Leah got home from the Clissold Arms just after eleven. She slammed the door behind her and leaned against it, heavily, her body wilting with the relief of finally being home. The evening had been a resounding failure, a disaster in fact. Only Con and Ruby had turned up and they’d spent the entire night flirting outrageously with each other before disappearing back to the house at ten o’clock, presumably, Leah imagined, to have sex with each other. Toby had watched the whole mating ritual unfurl with undisguised anguish and Leah had tried desperately to keep a jolly stream of conversation going. Which was why she’d ended up drinking so much. She’d learned nothing about Toby’s housemates, other than that they had the hots for each other, and all she’d learned about Toby was that he was obviously miserably in love with Ruby, as he talked about her non-stop for the remainder of the evening and at one point had even looked like he might be about to cry.
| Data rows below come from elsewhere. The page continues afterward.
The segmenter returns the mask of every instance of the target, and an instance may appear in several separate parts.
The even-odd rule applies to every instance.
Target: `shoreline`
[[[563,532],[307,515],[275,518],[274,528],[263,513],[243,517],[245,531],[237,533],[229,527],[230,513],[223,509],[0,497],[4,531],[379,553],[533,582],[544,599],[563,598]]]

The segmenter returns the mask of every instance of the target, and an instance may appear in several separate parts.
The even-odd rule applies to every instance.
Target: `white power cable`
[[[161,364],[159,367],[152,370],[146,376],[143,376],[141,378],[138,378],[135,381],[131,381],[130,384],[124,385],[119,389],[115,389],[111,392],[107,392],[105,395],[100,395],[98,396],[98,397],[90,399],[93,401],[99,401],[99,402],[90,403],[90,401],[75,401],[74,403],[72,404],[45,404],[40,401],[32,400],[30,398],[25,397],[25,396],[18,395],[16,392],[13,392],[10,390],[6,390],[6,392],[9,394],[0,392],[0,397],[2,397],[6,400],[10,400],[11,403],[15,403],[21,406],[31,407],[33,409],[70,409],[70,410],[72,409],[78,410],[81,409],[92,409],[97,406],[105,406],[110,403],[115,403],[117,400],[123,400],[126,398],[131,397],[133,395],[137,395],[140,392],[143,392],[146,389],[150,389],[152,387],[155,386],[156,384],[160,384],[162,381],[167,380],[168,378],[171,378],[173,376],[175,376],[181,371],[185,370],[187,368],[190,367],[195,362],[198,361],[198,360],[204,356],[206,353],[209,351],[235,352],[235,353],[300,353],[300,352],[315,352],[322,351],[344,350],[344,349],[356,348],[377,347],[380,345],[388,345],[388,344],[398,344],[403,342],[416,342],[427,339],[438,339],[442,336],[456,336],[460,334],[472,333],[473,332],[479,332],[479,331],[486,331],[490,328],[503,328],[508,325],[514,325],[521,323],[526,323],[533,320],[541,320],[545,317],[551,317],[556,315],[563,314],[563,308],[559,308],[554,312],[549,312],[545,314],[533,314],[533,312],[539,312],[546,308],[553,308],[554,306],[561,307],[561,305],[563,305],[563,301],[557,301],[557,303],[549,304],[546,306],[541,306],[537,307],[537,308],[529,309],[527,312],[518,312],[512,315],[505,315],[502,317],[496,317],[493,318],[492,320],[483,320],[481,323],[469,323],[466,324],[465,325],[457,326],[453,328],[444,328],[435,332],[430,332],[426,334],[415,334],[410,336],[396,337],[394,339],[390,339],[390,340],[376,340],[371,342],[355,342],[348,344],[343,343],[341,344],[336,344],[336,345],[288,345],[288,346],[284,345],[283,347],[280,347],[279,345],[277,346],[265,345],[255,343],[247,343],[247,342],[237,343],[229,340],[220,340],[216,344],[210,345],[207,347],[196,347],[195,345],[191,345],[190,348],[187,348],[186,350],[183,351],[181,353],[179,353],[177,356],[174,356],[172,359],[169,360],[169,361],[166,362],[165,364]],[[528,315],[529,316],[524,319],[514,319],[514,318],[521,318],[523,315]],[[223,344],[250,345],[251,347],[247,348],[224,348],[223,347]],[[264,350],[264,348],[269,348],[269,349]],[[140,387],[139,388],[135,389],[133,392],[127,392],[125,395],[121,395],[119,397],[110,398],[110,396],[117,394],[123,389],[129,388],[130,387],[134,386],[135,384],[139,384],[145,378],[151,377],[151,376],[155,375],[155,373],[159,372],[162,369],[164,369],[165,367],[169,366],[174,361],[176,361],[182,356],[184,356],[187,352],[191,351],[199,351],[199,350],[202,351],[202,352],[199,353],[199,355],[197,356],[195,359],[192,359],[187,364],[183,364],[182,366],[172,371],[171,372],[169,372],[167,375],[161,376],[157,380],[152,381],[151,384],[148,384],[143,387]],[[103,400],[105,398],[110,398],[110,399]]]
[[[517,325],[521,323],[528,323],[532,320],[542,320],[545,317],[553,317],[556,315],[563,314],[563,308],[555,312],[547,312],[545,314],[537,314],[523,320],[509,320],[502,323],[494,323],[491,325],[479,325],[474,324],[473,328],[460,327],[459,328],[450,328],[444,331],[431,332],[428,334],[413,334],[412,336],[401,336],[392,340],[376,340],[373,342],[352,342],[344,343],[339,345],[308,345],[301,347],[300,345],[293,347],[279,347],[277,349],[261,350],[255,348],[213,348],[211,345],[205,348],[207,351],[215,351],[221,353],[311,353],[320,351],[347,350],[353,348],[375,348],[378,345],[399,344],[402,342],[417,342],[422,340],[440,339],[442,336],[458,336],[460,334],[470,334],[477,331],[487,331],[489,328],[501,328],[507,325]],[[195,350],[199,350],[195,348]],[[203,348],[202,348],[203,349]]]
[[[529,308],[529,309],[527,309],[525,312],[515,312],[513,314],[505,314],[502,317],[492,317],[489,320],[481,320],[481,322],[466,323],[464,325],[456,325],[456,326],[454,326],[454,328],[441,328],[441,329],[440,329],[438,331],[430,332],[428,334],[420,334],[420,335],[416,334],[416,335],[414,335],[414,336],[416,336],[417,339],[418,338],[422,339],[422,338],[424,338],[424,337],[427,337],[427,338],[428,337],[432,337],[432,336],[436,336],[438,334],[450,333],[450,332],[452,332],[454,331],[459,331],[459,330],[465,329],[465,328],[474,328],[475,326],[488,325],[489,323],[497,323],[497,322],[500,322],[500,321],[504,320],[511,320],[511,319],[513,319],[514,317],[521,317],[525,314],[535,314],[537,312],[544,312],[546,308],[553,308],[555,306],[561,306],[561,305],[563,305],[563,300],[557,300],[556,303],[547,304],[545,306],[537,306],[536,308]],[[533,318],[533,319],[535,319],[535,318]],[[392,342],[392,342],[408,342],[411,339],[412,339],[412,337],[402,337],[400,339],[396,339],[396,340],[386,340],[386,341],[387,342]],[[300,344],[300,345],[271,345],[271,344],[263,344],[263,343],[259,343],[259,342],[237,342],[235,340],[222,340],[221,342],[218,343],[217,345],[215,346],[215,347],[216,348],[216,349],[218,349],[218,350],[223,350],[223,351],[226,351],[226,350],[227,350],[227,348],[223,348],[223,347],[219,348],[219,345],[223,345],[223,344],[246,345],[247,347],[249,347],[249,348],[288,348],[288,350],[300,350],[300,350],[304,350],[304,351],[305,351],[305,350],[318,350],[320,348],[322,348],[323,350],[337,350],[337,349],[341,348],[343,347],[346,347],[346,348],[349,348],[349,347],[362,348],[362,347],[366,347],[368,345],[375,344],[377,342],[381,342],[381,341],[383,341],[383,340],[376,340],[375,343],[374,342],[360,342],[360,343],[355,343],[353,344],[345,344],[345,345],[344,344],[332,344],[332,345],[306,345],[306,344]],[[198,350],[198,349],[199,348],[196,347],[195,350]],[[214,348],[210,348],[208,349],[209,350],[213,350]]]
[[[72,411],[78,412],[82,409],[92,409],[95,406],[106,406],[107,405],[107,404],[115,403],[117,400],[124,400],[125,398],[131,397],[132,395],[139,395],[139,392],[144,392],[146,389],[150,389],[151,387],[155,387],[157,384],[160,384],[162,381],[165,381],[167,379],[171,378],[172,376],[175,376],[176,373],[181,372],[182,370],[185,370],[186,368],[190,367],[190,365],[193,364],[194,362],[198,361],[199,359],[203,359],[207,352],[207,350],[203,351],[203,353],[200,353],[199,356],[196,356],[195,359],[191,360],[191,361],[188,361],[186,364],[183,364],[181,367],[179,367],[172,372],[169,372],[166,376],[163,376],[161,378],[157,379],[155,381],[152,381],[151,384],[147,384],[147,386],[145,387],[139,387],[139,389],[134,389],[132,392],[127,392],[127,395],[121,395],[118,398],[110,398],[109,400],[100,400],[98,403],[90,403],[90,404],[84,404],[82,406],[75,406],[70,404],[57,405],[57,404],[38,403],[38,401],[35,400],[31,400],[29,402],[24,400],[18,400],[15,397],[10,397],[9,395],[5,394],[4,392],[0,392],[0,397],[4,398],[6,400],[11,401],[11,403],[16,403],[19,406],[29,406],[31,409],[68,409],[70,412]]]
As the silence of her empty flat descended on her she felt a buzzing in her ears and realized how drunk she was. She sighed and gazed round the flat. She hated living here without Amitabh. But then the thought of living somewhere else, of living with someone else, was just as depressing. She thought back to her conversation with Amitabh earlier that day, what he’d said about wishing he wasn’t Indian, him saying that he loved her. And then she did something ludicrous. She picked up the phone and she called Amitabh’s mother.
‘Hello, Mrs Varshney. Malini. It’s Leah.’
‘Leah?’
‘Hi, how are you?’
‘Leah. It’s very late.’
‘I know. I’m sorry. I’m just …’ She sighed, and sat on the sofa. ‘I’m just, I don’t know. How are you?’
‘I’m tired, is how I am. I’m in bed, you’ve just woken me up and I’m tired. Is everything all right?’
‘Yes. No. It’s just. You know, what Amitabh said to me when we split up. Is it true? Would you really not want to have me as a daughter-in-law?’
She heard Malini sighing loudly down the phone. ‘Oh, Leah, Leah, Leah. What can I say to you?’
‘Say it’s not true. Say he was wrong. Say that you would be proud to have a girl like me as the wife of your youngest son.’
‘And so I would,’ she replied softly, ‘so I would if I were someone else. If I were Mrs Smith and my parents were from Berkshire and I went to church every Sunday, then there is no other girl I would like better for my son to marry. But that isn’t the case.’
‘But what if I converted to Hinduism? I could do that?’
‘It’s not about religion, Leah. It’s about family and lineage and caste and tradition. I can’t do anything about it.’
‘But, Malini, I love him so much.’
‘I know you do, my sweet girl. But there is a fact here that has to be faced.’
‘What’s that?’ she sniffed.
‘The fact is that if my Amitabh loved you as much as you love him, then he would marry you and be damned. The fact is that my Amitabh hasn’t finished looking yet.’